Lorsque la pluie tombe sans discontinuité à grosse goutte et que les orages grondent, après l’accalmie, si le soleil s’en mêle, les fossés bien remplis d’eau terreuse, ma journée sera longue et dure, pleine de foutre. Pégueuse et empêtrée, engluée dans le fatras des branches emmêlées, corps, bras, jambes, sexes, doigts, bouches, je suerai allongée, gueuse sur l’étroit matelas séparant mon corps de la tôle parsemée de rouille, de traces de terres et de brindilles éparpillées. Un sauna de ferraille qui me fera m’assécher encore un peu plus sous le quota à abattre sans penser, sans imaginer. Morte parmi les morts. Pute parmi les putains. À peine le temps d’une cigarette, d’une gorgée d’eau, je m’allongerai jusqu’à ce que la nuit m’envahisse, engloutissant avec moi le relief blanc et froid de l’habitacle. Enferrée dans ma cage réconfortante, j’attends la consécration de ma mort quand, à la ferveur d’une mort consacrée, j’accéderai à l’inconscience définitive. Je ne travaille pas le soir. La nuit est faite pour oublier chaque fois un peu plus et sombrer dans mon néant. Un néant aux tapisseries bleu passé, à quelques kilomètres d’ici, une petite piaule sans confort, un lit, un lavabo et une armoire, c’est tout ce qu’il me faut. Je n’en demande pas plus. Après plusieurs jours passés au bord de la route, j’ai trouvé mon petit nid déconfit comme on trouve une grotte ou l’on ne veut plus ressortir et se terrer dans l’attente du sacre du printemps qui ne viendra jamais. Il n’est toujours pas venu. J’ai échoué ici il y a quelques mois déjà, je voulais mourir ce jour-là, c’était un jour de plus de route. Je ne m’arrêtais jamais. Ne me retournais jamais. Stravinsky en boucle, je suivais la ligne blanche depuis des jours. Ce jour là ; j’ai roulé pendant des heures comme d’habitude, sans savoir où j’allais, jusqu’à sucer la dernière goutte de carburant. Sans moyen de poursuivre, j’ai terminé ici, je suis restée longtemps au volant, le regard fixe, le regard nulle part si ce n’est en dedans, perdue dans le noir. J’ai ouvert la portière et je suis sortie, je me suis posée, je regardais les voitures, adossée contre la roue arrière de ma camionnette, glanant le peu d’ombre que le ciel voulait bien m’offrir.

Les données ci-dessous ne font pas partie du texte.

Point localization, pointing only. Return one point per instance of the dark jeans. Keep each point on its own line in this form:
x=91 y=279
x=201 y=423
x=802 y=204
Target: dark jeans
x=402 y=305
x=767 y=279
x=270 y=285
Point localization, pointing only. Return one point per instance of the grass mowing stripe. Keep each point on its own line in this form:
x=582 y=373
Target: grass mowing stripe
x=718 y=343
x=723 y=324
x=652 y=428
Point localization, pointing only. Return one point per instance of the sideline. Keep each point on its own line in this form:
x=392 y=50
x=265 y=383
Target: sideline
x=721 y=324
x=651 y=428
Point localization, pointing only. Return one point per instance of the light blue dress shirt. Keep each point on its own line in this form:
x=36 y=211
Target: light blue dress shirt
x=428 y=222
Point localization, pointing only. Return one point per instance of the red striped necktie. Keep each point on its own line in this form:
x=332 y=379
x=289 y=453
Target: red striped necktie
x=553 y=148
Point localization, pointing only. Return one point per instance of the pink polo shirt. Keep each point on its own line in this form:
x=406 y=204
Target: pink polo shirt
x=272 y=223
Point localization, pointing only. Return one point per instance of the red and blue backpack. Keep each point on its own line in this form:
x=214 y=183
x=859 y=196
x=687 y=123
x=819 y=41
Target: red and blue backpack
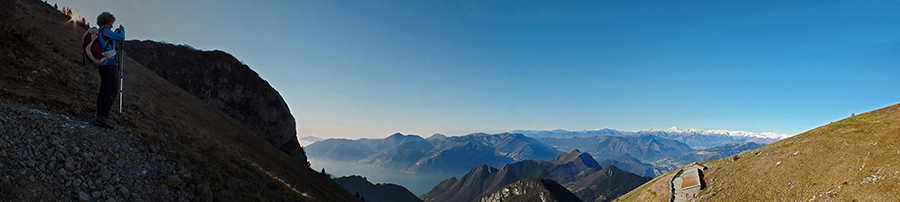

Au premier jour je suis restée seule, c’était un samedi gris sans vent, habité comme moi d’une envie de mort. Les nuages, le vent, le froid saisissant, les voitures conduites par des fantômes, l’odeur de ma fuite qui me collait à la peau, le soleil absent et les ombres des corbeaux sur la terre, tout n’était que présage de fin d’un monde. Je n’étais pas au spectacle, j’étais sur la grande scène, seule sous des projecteurs de lumière froide, je pouvais crier, hurler, mettre à vif mes cordes vocales, l’écho n’était que pour moi, pas même les corbeaux ne s’en effrayaient. Je les sentais se rapprocher de moi, ils prenaient ma mesure, évaluer le danger, sonder si j’étais ou pas une charogne en devenir. La mort, je l’attendais, et les heures ont passé. Le second jour, mes compagnons de plume me lorgnaient toujours d’un œil mauvais, je leur lançais à espace irrégulier des pierres, pas pour les éloigner, pour les provoquer, pour les inviter à mon festin. Mais ils fuyaient, les lâches ! Ils me craignaient, revenaient et recommençait alors le même balai d’approche funeste. Quelques voitures se sont arrêtées ce jour-là, une femme, un ou deux hommes et une famille, ils m’avaient vu le jour d’avant et me trouvaient le lendemain toujours ici à des kilomètres de la première ville. J’intriguais, je donnais pitié, j’invitais à la charité de l’après messe. Selon le moment, je ne pipais mot ou je leur crachais à la gueule la terre entière, je ne voulais pas être là en vie, je ne voulais pas de leur pitié superficielle. J’aurais voulu les entraîner dans ma mort, tous les tuer pour leur faire voir et comprendre l’abjecte vie des cloportes que nous sommes. Je ne voulais être nulle-part. Et les gens repartaient tantôt inquiets, tantôt soulagés d’avoir proposé de l’aide, parfois à leur tour haineux de se faire traiter plus mal que l’immondice à laquelle j’appartenais de toute évidence.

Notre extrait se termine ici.